BioMarin HQ/courtesy of BioMarin
During its third-quarter earnings report, BioMarin Pharmaceutical noted that the FDA plans to hold an advisory committee meeting to discuss the company’s gene therapy for hemophilia A.
The Biologics License Application (BLA) for Roctavian (valoctocogene roxparvovec) was resubmitted on Oct. 12 and has a target action date of Mar. 31, 2023.
In the original announcement regarding the acceptance of the resubmission, the company said the FDA had not indicated there would be an advisory committee meeting.
Jeffrey Ajer, BioMarin’s EVP and CMO, said in a conference call Thursday that the company is preparing for a potential launch based on the Mar. 31 PDUFA date.
“The cost of the therapy for the treatment of severe hemophilia A in the United States is high and well understood by payers,” Ajer said.
Ajer noted that the Institute for Clinical and Economic Review (ICER), a drug-pricing watchdog in the U.S., had issued a report on Sept. 13 that suggested the possible U.S. price was appropriate.
“At a presumed price of $2.5 million, the report referred to Roctavian as a dominant treatment relative to emicizumab on cost-effectiveness.
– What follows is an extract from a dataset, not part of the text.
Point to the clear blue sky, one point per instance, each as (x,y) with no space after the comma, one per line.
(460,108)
Roctavian was projected to have lower costs of $4 million, slightly higher quality-adjusted life years and slightly lower bleeds,” Ajer said.
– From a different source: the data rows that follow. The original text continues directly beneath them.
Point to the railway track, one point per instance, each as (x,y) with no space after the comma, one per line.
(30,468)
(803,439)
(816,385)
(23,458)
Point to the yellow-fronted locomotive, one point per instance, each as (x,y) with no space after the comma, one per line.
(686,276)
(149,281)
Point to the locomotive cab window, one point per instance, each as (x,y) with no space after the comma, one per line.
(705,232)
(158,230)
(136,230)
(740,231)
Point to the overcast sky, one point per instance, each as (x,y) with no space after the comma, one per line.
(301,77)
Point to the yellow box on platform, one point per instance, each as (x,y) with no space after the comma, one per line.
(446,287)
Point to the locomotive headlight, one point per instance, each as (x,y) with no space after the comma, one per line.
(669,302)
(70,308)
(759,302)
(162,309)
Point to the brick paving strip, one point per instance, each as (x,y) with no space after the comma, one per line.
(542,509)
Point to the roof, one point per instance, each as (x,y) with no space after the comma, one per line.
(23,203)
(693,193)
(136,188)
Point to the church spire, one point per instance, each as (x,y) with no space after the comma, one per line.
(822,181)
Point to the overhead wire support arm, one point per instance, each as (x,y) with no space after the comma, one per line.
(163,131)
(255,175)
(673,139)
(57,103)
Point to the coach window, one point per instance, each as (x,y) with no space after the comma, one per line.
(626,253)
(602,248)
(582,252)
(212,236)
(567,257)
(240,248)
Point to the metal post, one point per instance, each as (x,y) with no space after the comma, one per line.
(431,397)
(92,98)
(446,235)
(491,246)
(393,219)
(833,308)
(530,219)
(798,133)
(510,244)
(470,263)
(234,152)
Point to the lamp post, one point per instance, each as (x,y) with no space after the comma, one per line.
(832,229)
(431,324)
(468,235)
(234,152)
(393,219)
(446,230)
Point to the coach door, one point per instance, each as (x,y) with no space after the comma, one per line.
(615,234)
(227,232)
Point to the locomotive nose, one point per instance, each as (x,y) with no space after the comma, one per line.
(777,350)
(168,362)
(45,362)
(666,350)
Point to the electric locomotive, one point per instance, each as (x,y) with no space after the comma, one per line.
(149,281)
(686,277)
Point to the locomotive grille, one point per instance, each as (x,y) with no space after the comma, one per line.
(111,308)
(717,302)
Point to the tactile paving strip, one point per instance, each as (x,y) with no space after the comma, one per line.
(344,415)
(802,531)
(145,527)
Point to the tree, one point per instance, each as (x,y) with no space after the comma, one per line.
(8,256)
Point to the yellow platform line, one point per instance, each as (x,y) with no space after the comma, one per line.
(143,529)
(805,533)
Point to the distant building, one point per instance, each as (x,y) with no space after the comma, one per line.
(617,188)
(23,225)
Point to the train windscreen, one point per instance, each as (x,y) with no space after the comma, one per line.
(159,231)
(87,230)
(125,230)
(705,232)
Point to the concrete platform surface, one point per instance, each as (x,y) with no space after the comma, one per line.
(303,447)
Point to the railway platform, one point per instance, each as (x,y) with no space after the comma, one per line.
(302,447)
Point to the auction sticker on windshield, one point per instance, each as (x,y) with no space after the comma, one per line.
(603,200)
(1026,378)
Henry Fuchs, BioMarin’s president of worldwide research and development, appeared to welcome the advisory committee meeting, which has not been scheduled yet.
“This is something that we’ve been preparing for over the last few months,” Fuchs said in the call. “We believe the [meeting] will provide a good forum to review the demonstrated bleeding control and established safety profile of Roctavian.”
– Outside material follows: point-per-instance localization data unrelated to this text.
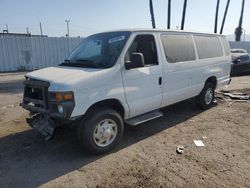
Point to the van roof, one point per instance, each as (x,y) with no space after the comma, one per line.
(162,30)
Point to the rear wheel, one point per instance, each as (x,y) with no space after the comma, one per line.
(205,98)
(101,131)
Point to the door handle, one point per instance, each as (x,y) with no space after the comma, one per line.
(160,80)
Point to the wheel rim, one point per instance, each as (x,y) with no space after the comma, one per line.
(105,133)
(209,96)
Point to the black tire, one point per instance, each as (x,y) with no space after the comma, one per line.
(201,98)
(88,126)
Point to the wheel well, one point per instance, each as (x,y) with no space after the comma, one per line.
(212,80)
(108,103)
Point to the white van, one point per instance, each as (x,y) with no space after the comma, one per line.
(125,76)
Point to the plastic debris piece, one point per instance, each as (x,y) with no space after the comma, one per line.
(179,149)
(199,143)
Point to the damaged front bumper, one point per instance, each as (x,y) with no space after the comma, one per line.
(43,125)
(44,108)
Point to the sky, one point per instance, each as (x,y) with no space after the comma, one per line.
(93,16)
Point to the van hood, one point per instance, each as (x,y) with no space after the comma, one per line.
(70,78)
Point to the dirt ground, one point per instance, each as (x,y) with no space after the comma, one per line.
(147,155)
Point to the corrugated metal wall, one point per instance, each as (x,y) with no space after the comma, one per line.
(28,53)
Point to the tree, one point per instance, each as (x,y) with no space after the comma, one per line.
(169,13)
(224,18)
(183,14)
(238,30)
(152,13)
(216,16)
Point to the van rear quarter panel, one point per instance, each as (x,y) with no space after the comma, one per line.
(184,80)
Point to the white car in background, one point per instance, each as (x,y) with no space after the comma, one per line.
(236,52)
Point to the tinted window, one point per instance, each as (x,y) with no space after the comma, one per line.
(144,44)
(208,47)
(226,45)
(178,48)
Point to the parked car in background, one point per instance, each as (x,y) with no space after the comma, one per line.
(237,53)
(240,65)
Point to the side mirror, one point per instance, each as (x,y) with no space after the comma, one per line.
(136,61)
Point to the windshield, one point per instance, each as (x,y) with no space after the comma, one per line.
(98,51)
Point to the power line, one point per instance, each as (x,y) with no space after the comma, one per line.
(67,21)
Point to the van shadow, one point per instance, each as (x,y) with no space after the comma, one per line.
(27,160)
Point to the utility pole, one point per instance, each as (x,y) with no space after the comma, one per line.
(169,13)
(183,14)
(67,21)
(224,18)
(41,30)
(152,13)
(216,16)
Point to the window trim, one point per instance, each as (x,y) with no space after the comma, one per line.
(155,45)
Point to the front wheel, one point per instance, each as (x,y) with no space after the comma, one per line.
(206,97)
(101,131)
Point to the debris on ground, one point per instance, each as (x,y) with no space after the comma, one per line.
(233,96)
(199,143)
(179,149)
(224,170)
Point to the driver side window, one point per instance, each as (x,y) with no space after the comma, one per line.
(144,44)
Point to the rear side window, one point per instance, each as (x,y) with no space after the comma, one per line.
(178,48)
(225,45)
(208,47)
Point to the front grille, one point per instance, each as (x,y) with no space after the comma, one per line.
(35,96)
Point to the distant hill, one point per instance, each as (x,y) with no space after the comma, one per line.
(232,37)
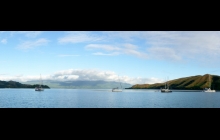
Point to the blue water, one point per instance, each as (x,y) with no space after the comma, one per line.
(104,98)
The AAV gene therapy Roctavian was approved in Europe on Aug. 24. In the U.S., the therapy received a Complete Response Letter on Aug. 18, 2020.
The resubmission included two-year outcomes from all participants in the GENEr8-1 Phase III trial, which demonstrated stable and durable bleed control and a decrease in the mean annualized bleeding rate (ABR) and the mean annualized Factor VIII infusion rate.
The BLA resubmission also included data from five years of follow-up from the 6e13 vg/kg dose cohort in an ongoing Phase I/II dose escalation trial and a proposed long-term extension study that would follow participants for up to 15 years.
The company initially submitted a BLA in late 2019. The trials it was based on had positive results, but the FDA rejected the application, asking for at least two more years of follow-up data from each patient in the study.
Otherwise, BioMarin reported third-quarter revenues of $505.3 million, an increase of 24% compared to the same period the year before. The growth was driven by higher sales of Voxzogo, Naglazyme and Vimizim. Voxzogo is indicated for children with achondroplasia; Naglazyme is for mucopolysaccharidosis VI (MPS VI) and Maroteaux-Lamy syndrome; Vimizim is approved for Morquio A (MPS IVA).